Leí con una mirada nuevo lo que Jesús dice en Juan 3:16: “Porque tanto amó Dios al mundo, que dio a su Hijo unigénito, para que todo el que cree en él no se pierda, sino que tenga vida eterna”. ¿Suena como si Dios estuviera en contra de usted o a su favor?

Por supuesto, para muchos de nosotros, este versículo es tan común que pasamos por alto su verdadero impacto. En particular, pasamos por alto el amor que Dios tiene por nosotros, el valor que nos ha conferido, y el milagro del perdón que quiere derramar sobre nosotros. Pero hay más. Acto seguido, Jesús dijo estas palabras: “Dios no envió a su Hijo al mundo para condenar al mundo, sino para salvarlo por medio de él”(Juan 3:17).

Lea esas palabras y permita que la verdad del amor de Dios recalibre su pensamiento y le dé esperanza. Su deseo por tener relaciones sanas, amorosas, llenas de alegría viene directamente del deseo de Dios de que usted experimente esas bendiciones en su vida.

Dios lo honra y lo ama de un modo inimaginable. Puede encomendar su vida y su familia a sus palabras. Puede dar a conocer las palabras de Jesús a su familia. A través del Espíritu Santo, crecerán juntos en amor y honra.

Es cierto, algunas de las palabras de Jesús son promesas para nosotros, por ejemplo: “Si permanecen en mí y mis palabras permanecen en ustedes, pidan lo que quieran, y se les concederá”(Juan 15:7). ¿Quién ha dicho algo tan increíble y lleno de promesas a lo largo de la historia de la humanidad?

Claro que Jesús presenta un desafío, pero ¿puede ver lo que nos está mostrando? Dios quiere el bien para nuestra vida y nuestra familia. ¡Quiere que nuestra vida sea sólida e inquebrantable! No hace falta que seamos perfectos. Simplemente tenemos que creer como un niño. ¡qué asombroso y maravilloso!

En mi vida, he descubierto que las promesas de Dios son veraces. Mis hijos y mis nietos también han descubierto que son veraces. ¿Y de aquí a cien años? Seguirán siendo verdad: son palabras en las que uno puede edificar su vida, palabras en las que pueden edificarse generaciones de amor y honra.

De adentro hacia fuera

Si desea ver cambios en su esposa o en sus hijos, no trate de cambiarlos. Si quiere ver cambios en su propia vida, no confíe en sus propios esfuerzos.

Yo intenté ambas cosas, y lo única que surgió como resultado fue el enojo (y la frustración). En vez de eso, cambie sus propias actitudes de adentro hacia fuera. Considere las enseñanzas de Jesús en los acontecimientos de la vida cotidiana. Aplíquelas al caos de sus relaciones. Invite a su cónyuge, a sus hijos y a sus nietos a que se sumen.

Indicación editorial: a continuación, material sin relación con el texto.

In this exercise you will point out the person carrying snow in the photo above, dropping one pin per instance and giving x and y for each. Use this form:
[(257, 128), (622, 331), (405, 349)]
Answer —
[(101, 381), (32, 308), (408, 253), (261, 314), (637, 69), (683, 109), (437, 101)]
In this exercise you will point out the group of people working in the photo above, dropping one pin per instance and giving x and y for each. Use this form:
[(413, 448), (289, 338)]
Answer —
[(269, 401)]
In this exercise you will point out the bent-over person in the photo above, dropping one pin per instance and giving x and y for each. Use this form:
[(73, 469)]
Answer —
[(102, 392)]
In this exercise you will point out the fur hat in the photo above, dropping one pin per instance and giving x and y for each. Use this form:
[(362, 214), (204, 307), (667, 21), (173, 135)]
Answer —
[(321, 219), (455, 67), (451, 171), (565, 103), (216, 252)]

Pero no ponga su confianza en su propia voluntad… el Espíritu Santo hará el trabajo de transformarlo y de darle crecimiento.

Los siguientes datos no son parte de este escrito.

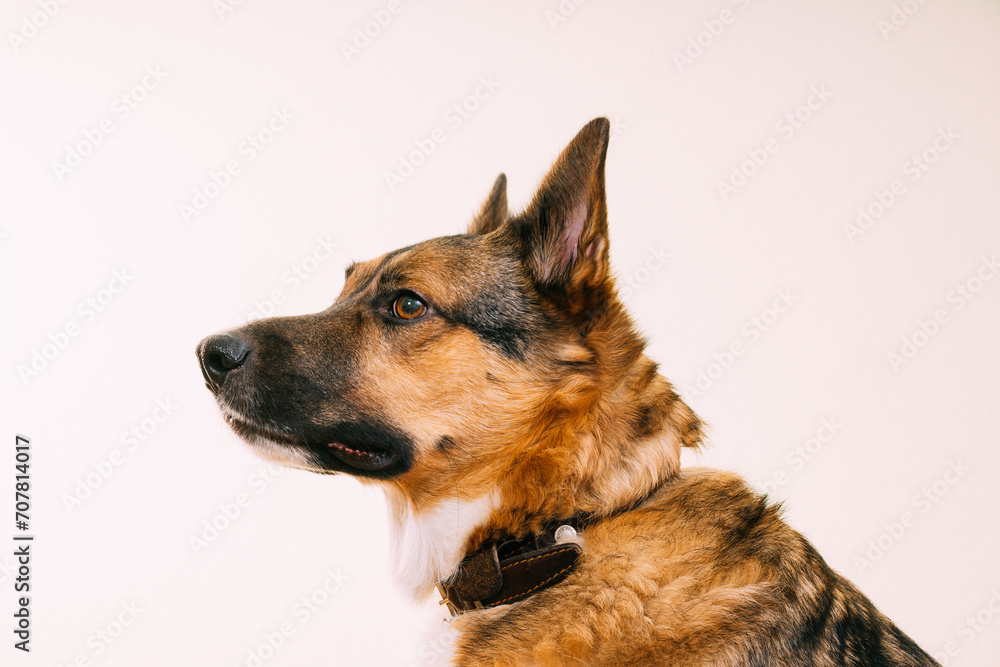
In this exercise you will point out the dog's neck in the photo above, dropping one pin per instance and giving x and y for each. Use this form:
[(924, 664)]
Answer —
[(608, 458)]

Cuando comprometa su corazón, alma y mente con las palabras de Jesús, su vida cambiará. De hecho, la neurocientífica que me ayudó a comprender este concepto es la doctora Caroline Leaf. Esto es lo que me enseñó acerca de realmente valorar las palabras de Jesús.

Cada pensamiento que tenemos se desarrolla a partir de un proceso químico y eléctrico. Este proceso lleva al menos treinta segundos, y el impacto duradero depende de lo involucrados que estamos a nivel emocional. Cuanta más emoción invirtamos en un pensamiento, mayor será el cambio en nuestro cerebro.

Si permanezco pobre en espíritu, experimentaré más del Reino de Dios. Este consiste en la justicia, la paz y la alegría en el Espíritu Santo (Romanos 14:17). Cuanto más reconozca mi necesidad y busque respuestas a mis preguntas en Dios, ¡más proveerá Él! Claro, es una lección de humildad, pero luego recuerdo que Dios da su gracia a los humildes.